This telemetry strip was recorded during an episode of chest pain. Initially two narrow QRS complexes can be seen (*), both of which are preceded by P waves (+) with a constant PR interval of 0.14 second.
The last QRS complex (**) is also narrow and is preceded by a P wave with the same PR interval (0.14 sec). Importantly, the QT interval is normal (420 msec).
There is a single premature ventricular complex (PVC) (^) after the first narrow QRS complex. The interval between this PVC and the preceding supraventricular complex is short; the PVC occurs slightly after the apex of the T wave, on the early downslope (↓). This is, therefore, an R-on-T PVC.
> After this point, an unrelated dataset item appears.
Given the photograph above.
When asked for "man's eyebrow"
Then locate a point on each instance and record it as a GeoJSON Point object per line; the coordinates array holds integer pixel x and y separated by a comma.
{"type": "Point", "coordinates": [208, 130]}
After the second narrow QRS complex there are two sequential PVCs (^^), termed a ventricular couplet. As before, it is occurring on the downslope of the T wave (↓).
There is a third narrow QRS complex (▲), which is again followed by an R-on-T PVC (↓). However, this PVC provokes a brief episode of polymorphic ventricular tachycardia (┌┐). This tachycardia has QRS complexes that are changing in morphology and axis. Because it is self-terminating, this is termed nonsustained polymorphic ventricular tachycardia.
Polymorphic ventricular tachycardia is seen in two situations and depends on the baseline QT interval. If the QT interval of a sinus or supraventricular complex is normal, it is polymorphic ventricular tachycardia, which is associated primarily with ischemia.
Less commonly seen is polymorphic ventricular tachycardia and a normal QT interval associated with a congenital or familial condition known as catecholaminergic polymorphic ventricular tachycardia. These patients have a structurally normal heart but have a genetic mutation of either a ryanodine or calsequestrin 2 gene.